Interface AdaptiveVADConfig

Configuration options for the AdaptiveVAD.

interface AdaptiveVADConfig {
    minSpeechDurationMs?: number;
    maxSilenceDurationMsInSpeech?: number;
    vadSensitivityFactor?: number;
    energySmoothingFrames?: number;
    thresholdRatio?: number;
}

Properties

minSpeechDurationMs?: number

Minimum duration in milliseconds that a sound segment must have to be considered speech. Helps filter out very short, non-speech noises.

Default

150
maxSilenceDurationMsInSpeech?: number

Maximum duration of silence in milliseconds within a speech segment before it's considered ended. e.g., a pause between words.

Default

500
vadSensitivityFactor?: number

Sensitivity adjustment factor, further fine-tunes thresholds from EnvironmentalCalibrator. Values > 1.0 make VAD less sensitive (require louder input for speech). Values < 1.0 make VAD more sensitive.
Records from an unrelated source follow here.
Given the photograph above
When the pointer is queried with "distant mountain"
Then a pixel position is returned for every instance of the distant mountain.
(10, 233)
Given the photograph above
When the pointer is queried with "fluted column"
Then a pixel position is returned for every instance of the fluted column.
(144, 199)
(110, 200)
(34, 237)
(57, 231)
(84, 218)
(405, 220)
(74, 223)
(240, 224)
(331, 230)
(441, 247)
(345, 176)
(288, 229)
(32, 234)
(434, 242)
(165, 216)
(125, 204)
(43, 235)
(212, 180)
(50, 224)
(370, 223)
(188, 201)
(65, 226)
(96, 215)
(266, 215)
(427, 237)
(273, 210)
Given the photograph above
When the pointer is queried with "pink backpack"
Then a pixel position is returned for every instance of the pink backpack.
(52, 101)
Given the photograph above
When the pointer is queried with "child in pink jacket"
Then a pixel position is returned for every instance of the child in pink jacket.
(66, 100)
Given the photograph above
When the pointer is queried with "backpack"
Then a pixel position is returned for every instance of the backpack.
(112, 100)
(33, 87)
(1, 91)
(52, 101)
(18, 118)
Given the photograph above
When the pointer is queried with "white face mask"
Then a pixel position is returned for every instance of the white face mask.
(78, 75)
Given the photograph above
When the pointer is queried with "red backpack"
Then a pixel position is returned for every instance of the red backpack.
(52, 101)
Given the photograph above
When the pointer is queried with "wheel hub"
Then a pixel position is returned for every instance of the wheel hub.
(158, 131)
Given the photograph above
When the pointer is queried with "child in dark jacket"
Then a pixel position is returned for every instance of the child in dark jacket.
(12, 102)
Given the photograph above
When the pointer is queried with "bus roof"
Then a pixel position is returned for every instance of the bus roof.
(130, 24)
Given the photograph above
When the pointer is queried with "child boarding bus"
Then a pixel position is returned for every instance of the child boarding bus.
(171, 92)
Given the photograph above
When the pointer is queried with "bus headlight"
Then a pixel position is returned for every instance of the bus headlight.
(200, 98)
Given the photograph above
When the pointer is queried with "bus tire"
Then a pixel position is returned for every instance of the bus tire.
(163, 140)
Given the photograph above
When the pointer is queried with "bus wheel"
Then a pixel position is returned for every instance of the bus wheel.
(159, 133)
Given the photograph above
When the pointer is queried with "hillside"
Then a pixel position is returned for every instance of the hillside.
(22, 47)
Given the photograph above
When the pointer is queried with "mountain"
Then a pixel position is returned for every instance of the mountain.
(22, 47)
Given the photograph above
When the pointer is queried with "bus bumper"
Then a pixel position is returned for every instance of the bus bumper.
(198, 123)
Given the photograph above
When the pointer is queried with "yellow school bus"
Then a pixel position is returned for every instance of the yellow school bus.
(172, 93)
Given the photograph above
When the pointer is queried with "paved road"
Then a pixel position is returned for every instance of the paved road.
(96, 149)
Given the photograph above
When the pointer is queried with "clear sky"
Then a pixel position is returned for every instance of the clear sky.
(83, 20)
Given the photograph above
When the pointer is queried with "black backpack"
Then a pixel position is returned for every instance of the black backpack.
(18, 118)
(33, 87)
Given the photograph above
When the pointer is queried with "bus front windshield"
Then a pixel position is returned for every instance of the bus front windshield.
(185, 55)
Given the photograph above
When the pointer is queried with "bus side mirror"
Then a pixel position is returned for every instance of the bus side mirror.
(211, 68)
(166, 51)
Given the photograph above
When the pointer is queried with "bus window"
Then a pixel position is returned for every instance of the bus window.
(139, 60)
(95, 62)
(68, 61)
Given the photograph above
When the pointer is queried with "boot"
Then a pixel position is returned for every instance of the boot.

This is applied ON TOP of the sensitivity factor in EnvironmentalCalibrator.

Default

1.0
energySmoothingFrames?: number

Number of past frames to consider for smoothing energy calculations (if smoothing is applied).

Default

5
thresholdRatio?: number

Ratio of speech_threshold / silence_threshold. Helps in creating a hysteresis effect. speech_threshold = silence_threshold * thresholdRatio

Default

1.5